Solange Sie sich in einem Bereich mit geringer Artikelvielfalt, überschaubarer Auftragslage und berechenbaren Kundenanforderungen befinden, können Sie Ihr Geschäft sicherlich auch gut mit den genannten Hilfsmitteln und engagierten Mitarbeitern abbilden. Dies ist häufig der Fall, wenn Sie mit Ihrem Unternehmen gerade starten.
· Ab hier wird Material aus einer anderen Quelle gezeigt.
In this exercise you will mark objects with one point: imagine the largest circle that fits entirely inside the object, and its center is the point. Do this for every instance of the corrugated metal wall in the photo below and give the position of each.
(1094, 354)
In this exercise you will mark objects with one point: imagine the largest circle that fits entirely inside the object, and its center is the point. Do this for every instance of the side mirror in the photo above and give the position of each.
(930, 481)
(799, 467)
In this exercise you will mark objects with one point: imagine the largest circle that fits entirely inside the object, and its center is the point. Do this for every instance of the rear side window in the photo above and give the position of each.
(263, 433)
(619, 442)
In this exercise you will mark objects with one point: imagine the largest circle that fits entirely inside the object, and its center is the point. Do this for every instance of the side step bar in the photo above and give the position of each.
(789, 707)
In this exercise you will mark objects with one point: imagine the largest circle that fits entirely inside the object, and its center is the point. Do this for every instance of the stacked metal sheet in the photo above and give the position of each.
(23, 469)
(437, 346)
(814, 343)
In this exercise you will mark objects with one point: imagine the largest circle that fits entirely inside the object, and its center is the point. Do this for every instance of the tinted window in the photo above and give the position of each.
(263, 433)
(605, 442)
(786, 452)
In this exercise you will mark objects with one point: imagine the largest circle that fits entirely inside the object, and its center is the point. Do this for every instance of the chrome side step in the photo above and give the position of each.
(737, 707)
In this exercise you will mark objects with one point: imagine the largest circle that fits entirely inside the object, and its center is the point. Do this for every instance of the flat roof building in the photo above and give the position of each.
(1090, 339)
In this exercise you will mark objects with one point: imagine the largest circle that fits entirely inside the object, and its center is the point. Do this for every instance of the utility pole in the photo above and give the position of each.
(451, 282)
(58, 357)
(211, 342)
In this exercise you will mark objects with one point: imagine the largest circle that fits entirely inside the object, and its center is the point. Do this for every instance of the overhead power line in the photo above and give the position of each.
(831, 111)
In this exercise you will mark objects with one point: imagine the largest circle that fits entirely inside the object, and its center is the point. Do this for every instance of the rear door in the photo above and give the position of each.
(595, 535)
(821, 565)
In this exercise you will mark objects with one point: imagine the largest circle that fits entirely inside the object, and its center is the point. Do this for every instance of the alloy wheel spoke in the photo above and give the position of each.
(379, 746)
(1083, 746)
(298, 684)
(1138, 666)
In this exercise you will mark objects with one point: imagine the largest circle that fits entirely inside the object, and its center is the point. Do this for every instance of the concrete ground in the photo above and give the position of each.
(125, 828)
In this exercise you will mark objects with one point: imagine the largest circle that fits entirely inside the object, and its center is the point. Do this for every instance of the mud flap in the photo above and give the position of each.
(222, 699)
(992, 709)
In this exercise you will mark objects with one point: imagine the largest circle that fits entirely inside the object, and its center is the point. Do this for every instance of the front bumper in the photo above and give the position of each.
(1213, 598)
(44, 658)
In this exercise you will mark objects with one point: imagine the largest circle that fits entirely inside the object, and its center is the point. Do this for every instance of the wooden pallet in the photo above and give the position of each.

Sobald Sie aber Ihr Wachstum planen, geben Sie Ihren Prozessen den Feinschliff und nehmen Sie sich Zeit bei der Suche nach geeigneten digitalen Lösungen, die sie optimal unterstützen und Sie auf Ihrem Weg in die Zukunft begleiten.
Fazit
Hinter Insel-Lösungen steckt Insel-Denken. Kurzfristig können so Probleme behoben werden. Wenn Sie aber nicht ständig Feuerwehr spielen und langfristig wachsen wollen brauchen Sie resiliente und skalierbare Prozesse. Binden Sie die digitale Transformation in Ihre Unternehmensstrategie mit ein und nehmen Sie sich die Zeit für Sie geeignete digitale Lösungen zu finden, die zu Ihnen passen und Ihre Prozesse optimal abbilden.
In eigener Sache
Lassen sich mich noch ein mir besonders am Herzen liegendes Thema an dieser Stelle kurz anschneiden. Digitale Lösungen können viel – denken Sie an KI, Metaverse und Blockchain. Sie ersetzen aber nicht den Menschen. Denken Sie in Prozessen, so beginnt dieser bei einem Menschen und endet bei einem – Ihrem Kunden.